# [SPOILER] The 100 S06 : What do you think they'll look like?



## Noctosphere (Aug 21, 2018)

So, at the very end of season 5 of The 100, our heroes discovered a new planet
Apparently, Jason Rothenberg already confirmed that there will be alien in next season
This thread is about what you imagine they'll look like.
This thread can also derail and become a pure "Discussion thread" about The 100 S06

Personally, I think there will be 2 groups of "grounders" on this planet
The first are humans like the main characters. They would be descendant of Eligius III mission crew. Apparently, Eligius III crew received Nightblood treatment to be able to live on a two-sun planet

The second group of grounders will be real aliens...
About those one, I have absolutely no idea of what they'll look like
However, i'm pretty sure we all have a fertile imagination and think of what they'll look like
Personally, I imagine them as "blue-skinned" human with cold blood
Seriously, cold blooded human on a two-sun planet would fit perfectly,l don't you think?

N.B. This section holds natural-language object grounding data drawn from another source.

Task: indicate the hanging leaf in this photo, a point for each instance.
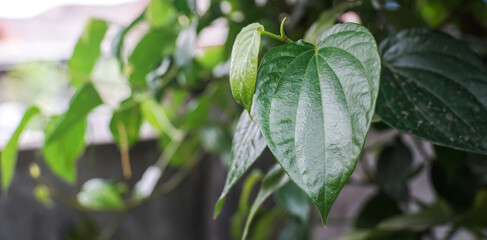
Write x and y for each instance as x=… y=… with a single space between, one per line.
x=273 y=180
x=435 y=88
x=248 y=145
x=315 y=104
x=243 y=64
x=9 y=153
x=86 y=52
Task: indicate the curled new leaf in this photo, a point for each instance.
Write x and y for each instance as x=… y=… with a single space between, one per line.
x=243 y=67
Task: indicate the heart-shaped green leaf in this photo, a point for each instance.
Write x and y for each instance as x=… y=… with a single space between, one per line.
x=248 y=145
x=243 y=64
x=435 y=88
x=314 y=105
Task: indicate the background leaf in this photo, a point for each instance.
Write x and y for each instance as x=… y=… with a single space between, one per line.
x=9 y=153
x=248 y=145
x=86 y=52
x=243 y=64
x=393 y=168
x=435 y=88
x=83 y=101
x=62 y=152
x=127 y=118
x=100 y=194
x=273 y=180
x=314 y=106
x=326 y=20
x=148 y=54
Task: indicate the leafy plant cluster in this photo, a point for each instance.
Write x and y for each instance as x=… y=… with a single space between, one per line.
x=311 y=102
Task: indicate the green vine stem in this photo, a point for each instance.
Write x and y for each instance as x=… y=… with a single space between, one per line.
x=282 y=37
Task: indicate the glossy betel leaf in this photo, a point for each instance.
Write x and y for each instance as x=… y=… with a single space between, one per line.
x=62 y=152
x=435 y=88
x=315 y=104
x=273 y=180
x=8 y=156
x=86 y=52
x=126 y=121
x=243 y=64
x=83 y=101
x=248 y=145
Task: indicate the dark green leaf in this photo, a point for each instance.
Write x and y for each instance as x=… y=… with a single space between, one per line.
x=294 y=200
x=435 y=88
x=83 y=101
x=62 y=152
x=148 y=54
x=315 y=105
x=438 y=214
x=126 y=122
x=86 y=52
x=274 y=179
x=326 y=20
x=393 y=169
x=100 y=194
x=9 y=153
x=452 y=178
x=243 y=64
x=248 y=145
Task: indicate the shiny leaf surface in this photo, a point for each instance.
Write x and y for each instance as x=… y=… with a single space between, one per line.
x=435 y=88
x=314 y=106
x=243 y=64
x=273 y=180
x=248 y=145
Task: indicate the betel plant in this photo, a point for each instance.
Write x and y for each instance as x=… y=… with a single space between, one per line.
x=311 y=102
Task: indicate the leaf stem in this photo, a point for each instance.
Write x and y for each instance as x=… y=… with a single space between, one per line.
x=280 y=38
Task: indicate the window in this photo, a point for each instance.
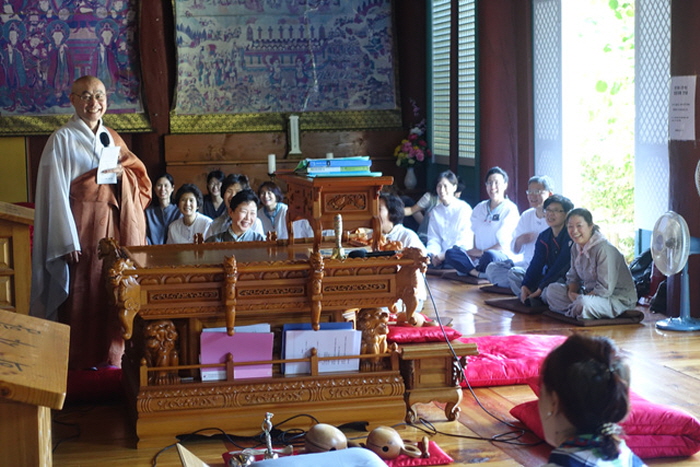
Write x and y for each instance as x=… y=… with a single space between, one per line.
x=448 y=87
x=590 y=118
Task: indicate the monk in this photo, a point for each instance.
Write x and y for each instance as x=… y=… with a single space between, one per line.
x=73 y=212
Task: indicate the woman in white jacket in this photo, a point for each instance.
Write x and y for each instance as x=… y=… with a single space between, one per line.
x=599 y=283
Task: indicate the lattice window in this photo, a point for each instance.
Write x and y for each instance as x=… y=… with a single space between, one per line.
x=652 y=75
x=546 y=16
x=444 y=91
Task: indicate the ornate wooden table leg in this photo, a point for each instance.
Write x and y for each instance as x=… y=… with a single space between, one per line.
x=316 y=288
x=231 y=276
x=408 y=277
x=160 y=347
x=431 y=374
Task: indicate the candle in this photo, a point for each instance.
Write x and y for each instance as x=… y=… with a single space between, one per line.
x=271 y=163
x=294 y=135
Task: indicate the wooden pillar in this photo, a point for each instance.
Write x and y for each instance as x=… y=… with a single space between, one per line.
x=684 y=155
x=505 y=93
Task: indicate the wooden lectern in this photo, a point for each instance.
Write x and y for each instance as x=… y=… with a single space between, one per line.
x=33 y=374
x=15 y=257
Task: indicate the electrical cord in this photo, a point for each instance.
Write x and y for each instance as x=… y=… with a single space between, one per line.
x=292 y=436
x=508 y=437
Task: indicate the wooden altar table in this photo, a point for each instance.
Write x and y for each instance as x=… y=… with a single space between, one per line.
x=166 y=294
x=319 y=199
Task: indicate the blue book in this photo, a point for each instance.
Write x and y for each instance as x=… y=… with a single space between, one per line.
x=361 y=161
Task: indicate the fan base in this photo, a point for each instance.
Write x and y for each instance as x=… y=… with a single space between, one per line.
x=679 y=324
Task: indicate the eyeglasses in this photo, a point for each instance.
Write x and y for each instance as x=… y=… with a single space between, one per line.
x=87 y=97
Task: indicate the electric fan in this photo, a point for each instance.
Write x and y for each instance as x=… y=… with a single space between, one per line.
x=671 y=244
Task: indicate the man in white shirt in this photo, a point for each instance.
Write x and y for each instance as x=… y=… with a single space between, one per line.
x=532 y=222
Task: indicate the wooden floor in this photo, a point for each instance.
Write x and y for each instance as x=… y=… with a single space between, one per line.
x=665 y=368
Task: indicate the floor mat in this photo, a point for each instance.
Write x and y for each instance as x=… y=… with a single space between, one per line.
x=514 y=304
x=627 y=317
x=468 y=279
x=496 y=289
x=439 y=272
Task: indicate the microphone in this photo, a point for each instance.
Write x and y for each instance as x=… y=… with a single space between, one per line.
x=370 y=254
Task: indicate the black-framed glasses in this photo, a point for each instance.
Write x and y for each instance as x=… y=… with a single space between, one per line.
x=87 y=97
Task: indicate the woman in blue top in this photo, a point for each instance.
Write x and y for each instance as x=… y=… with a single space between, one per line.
x=552 y=256
x=243 y=211
x=162 y=211
x=213 y=204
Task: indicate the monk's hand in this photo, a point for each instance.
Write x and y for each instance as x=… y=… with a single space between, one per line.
x=119 y=170
x=73 y=257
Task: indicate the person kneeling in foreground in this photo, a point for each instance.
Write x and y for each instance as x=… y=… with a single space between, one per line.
x=599 y=283
x=584 y=393
x=243 y=210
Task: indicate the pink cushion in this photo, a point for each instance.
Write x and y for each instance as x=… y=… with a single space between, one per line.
x=412 y=335
x=651 y=430
x=505 y=360
x=101 y=385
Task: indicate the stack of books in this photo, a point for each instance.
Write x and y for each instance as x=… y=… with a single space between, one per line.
x=358 y=166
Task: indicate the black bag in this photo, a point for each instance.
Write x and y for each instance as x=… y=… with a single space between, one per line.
x=641 y=268
x=658 y=301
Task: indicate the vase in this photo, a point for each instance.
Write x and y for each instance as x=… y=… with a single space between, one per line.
x=410 y=181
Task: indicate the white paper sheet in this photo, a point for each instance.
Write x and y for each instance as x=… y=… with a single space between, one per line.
x=109 y=159
x=681 y=110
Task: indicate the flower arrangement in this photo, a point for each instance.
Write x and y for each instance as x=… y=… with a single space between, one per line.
x=413 y=149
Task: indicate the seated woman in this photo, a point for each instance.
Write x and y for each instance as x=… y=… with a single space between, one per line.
x=391 y=214
x=213 y=205
x=192 y=222
x=532 y=222
x=584 y=394
x=450 y=222
x=493 y=222
x=231 y=185
x=420 y=211
x=552 y=256
x=599 y=283
x=162 y=211
x=273 y=214
x=243 y=210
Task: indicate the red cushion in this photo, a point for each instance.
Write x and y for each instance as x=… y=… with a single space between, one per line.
x=437 y=457
x=412 y=335
x=651 y=430
x=506 y=360
x=101 y=385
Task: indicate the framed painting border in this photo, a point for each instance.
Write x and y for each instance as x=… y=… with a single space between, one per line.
x=316 y=120
x=308 y=121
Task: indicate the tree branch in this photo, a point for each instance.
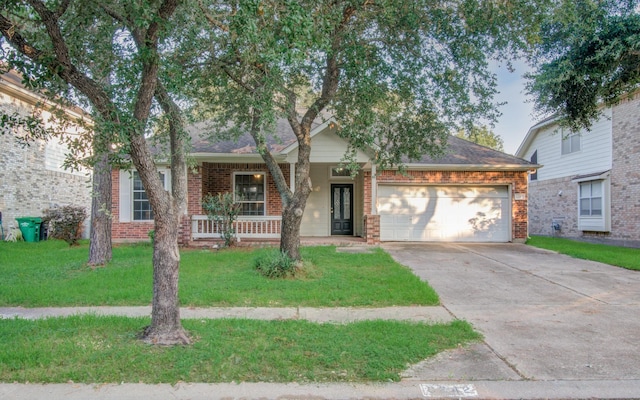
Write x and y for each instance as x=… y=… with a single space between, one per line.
x=213 y=21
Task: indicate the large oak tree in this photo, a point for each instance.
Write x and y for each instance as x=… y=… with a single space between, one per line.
x=109 y=52
x=589 y=55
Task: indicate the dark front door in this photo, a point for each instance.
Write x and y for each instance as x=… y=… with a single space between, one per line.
x=342 y=209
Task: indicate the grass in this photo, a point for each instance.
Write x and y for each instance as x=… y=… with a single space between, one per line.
x=92 y=349
x=624 y=257
x=50 y=273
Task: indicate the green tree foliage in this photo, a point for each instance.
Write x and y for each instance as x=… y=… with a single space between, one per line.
x=223 y=210
x=482 y=135
x=109 y=56
x=396 y=76
x=65 y=223
x=589 y=55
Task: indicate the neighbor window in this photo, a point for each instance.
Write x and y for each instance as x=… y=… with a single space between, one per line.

Give us your expectation for Season 6


----------



## AmandaRose (Aug 28, 2018)

I have it on good authority that all the aliens will look like someone called Amanda Jane Rose whoever that is lol.


----------



## Noctosphere (Aug 28, 2018)

AmandaRose said:


> I have it on good authority that all the aliens will look like someone called Amanda Jane Rose whoever that is lol.


this isnt eof girl...


----------



## AmandaRose (Aug 28, 2018)

Noctosphere said:


> this isnt eof girl...


I don't care I'm being a rebel tonight screw the rules lol


----------



## Noctosphere (Aug 28, 2018)

AmandaRose said:


> I don't care I'm being a rebel tonight screw the rules lol


The 100 is my favorite tv show...
Don't screw a serious thread about it, please


----------



## Noctosphere (Oct 12, 2018)

Completly forgot to.say it
Confirmed, no alien



Spoiler: spoiler.about s06



but apparently, the planet is inhabited. Probably by Eligius III crew


----------



## Noctosphere (Dec 12, 2018)




----------



## Noctosphere (Jan 11, 2019)

Confirmed to premiere on April 30th
Yay


----------



## Noctosphere (Mar 27, 2019)




----------



## Noctosphere (Mar 29, 2019)




----------



## Noctosphere (Apr 5, 2019)




----------



## morvoran (Apr 5, 2019)

I'm sure that no matter what the aliens look like, Clark will either kill them or be responsible for them being killed.  She has been becoming more and more like the evil character in the show.  Either she's killing somebody or having sex with all the women.


----------



## Noctosphere (Apr 5, 2019)

morvoran said:


> I'm sure that no matter what the aliens look like, Clark will either kill them or be responsible for them being killed.  She has been becoming more and more like the evil character in the show.  Either she's killing somebody or having sex with all the women.


Read comment
Its been confirmed its not really aliens


----------



## morvoran (Apr 5, 2019)

Noctosphere said:


> Read comment
> Its been confirmed its not really aliens


Well, I'm sure she'll find something to kill.


----------



## Noctosphere (Apr 6, 2019)

S06e01 and.s06e02 leaked

I have them on my plex server


----------



## Noctosphere (Apr 7, 2019)

So... after watching the first leaked episode
I can confirm something
Every season, we meet a different kind of technology
Season 1 : Primitive technology
Season 2 : Modern technology
Season 3 : Syfy technology
Season 4 : Survivalist technology
Season 5 : Futuristic technology
Season 6 : Alien technology

Yes, alien... even if they were created by humans
It looks alienish
Heres an exemple of technology i saw in the first episode


Spoiler



A radiation fence. When someone cross in, radiation shock are shot at him
I wont spoil too much, but lets say that Clarke is immune to it


I havent seen much so far, but from ive seen from the opening
It looks like there are stasis shield around a village
Im hyped to see more


----------